Military Family Resource Centre Instructor Tracy Beck looks on as her students (left) Avery, 7, Jordyn, 5, Sarah, 6, and Conrad, 5, hold up pictures of themselves during a deployment workshop at the Colwood Pacific Activity Centre.

Military Family Resource Centre Instructor Tracy Beck looks on as her students (left) Avery, 7, Jordyn, 5, Sarah, 6, and Conrad, 5, hold up pictures of themselves during a deployment workshop at the Colwood Pacific Activity Centre.

Peter Mallett, Staff Writer

Discovering they’re not the only ones missing a parent on the home front is a giant step forward for young children coping with the deployment of a mother or father.

“Realizing this is half the battle for my students, especially the younger ones,” says Tracy Beck, Children’s Deployment Workshops Facilitator with the Military Family Resource Centre (MFRC).
Through shared experiences and a number of interactive activities, Beck says how students attending the weekly workshops at the Colwood Pacific Activity Centre are able to “relate” and thereby “validate” their wide-ranging emotions and feelings when their parents leave home.

“When they go to school the children quickly realize most of their classmates moms and dads aren’t away from home, but theirs are,” says Beck. “But when they come in here and see eight others in the same situation they quickly realize these feelings are a shared experience.”

Several of those attending the current workshops are children of parents deployed in Operation Reassurance aboard HMCS Winnipeg.
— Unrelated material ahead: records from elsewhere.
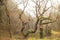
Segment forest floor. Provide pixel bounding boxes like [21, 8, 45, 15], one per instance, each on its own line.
[0, 31, 60, 40]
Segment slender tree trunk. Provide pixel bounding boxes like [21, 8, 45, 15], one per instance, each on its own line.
[40, 28, 43, 38]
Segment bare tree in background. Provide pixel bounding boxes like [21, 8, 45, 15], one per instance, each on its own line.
[0, 0, 12, 38]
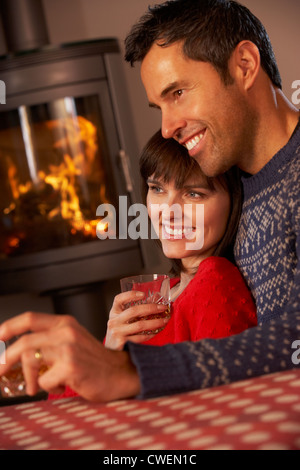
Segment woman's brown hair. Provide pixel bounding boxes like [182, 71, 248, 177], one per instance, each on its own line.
[140, 130, 242, 275]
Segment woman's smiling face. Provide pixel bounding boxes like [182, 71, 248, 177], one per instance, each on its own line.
[147, 175, 230, 269]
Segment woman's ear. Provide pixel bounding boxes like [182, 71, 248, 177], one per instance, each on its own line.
[229, 41, 261, 90]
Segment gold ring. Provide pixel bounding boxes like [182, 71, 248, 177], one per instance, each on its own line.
[34, 349, 43, 361]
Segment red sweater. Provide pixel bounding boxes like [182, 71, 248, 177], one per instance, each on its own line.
[49, 257, 257, 399]
[145, 257, 257, 346]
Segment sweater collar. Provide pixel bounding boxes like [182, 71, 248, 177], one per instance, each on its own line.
[242, 114, 300, 199]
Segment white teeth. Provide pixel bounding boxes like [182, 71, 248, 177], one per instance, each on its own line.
[185, 134, 204, 151]
[164, 225, 193, 237]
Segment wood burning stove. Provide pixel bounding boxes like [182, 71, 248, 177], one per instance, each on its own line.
[0, 0, 145, 335]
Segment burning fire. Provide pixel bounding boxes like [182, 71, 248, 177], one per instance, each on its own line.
[2, 116, 113, 255]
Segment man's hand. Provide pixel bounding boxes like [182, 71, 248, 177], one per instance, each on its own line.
[0, 312, 140, 402]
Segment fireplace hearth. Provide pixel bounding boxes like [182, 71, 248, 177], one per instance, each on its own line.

On June 15, 2015, children and families of the crew gave their heart-felt, teary farewells to the crew before they headed to the Mediterranean for an eight-month, NATO-led mission.

Erin Goetz’s husband MS Jeffrey Snook is an engineer aboard Winnipeg. Her three daughters, Hayley, 3, Jordyn, 5, and Avery, 7, started attending the sessions last June. She says that although they miss activities such as camping and bike riding with their father, the workshops allow them to still feel connected.

“My youngest daughter Hayley initially felt anxious about participating in social activities while Jeffrey was away, but now she looks forward to seeing Tracy at the workshops each week,” says Goetz. “Feeling comfortable with the program has helped her adjust to other situations in life.”

As the weeks roll by, Beck helps the children put the physical realities of the deployment into perspective by plotting the progress of Winnipeg on a giant map of the world.  As the frigate stops in various ports of call, she teaches the children about the culture, geography and animal life in these nations to help them understand what their parent is experiencing.

During a recent class, the students created artwork and crafts that she will send to the ship. Beck noted they are also encouraged to bring with them any correspondence or items sent by their parent for show-and-tell presentations. From Australian boomerangs to lei flower necklaces (garlands) from Hawaii, Beck says the children truly delight in showing off their gifts and telling their peers what makes their parent great.  

Beck became a firm believer in the program’s merits through her own experience. The former military mother’s two daughters once benefited from the program while their father was deployed in 2000.
“That’s what really encouraged me to become an instructor in this program, when I realized this really does help ,” says Beck. “It’s hard for me to notice while I’m running the workshops, but a lot of parents have indicated the workshops help and they notice improvements in their child’s behavior at home.”

Interested parents still have time to register their children in the current round of workshops which began Jan. 5 and will run until mid February. The 75-minute sessions are broken into three age categories: three to five-years-old, five to eight, and nine to 12.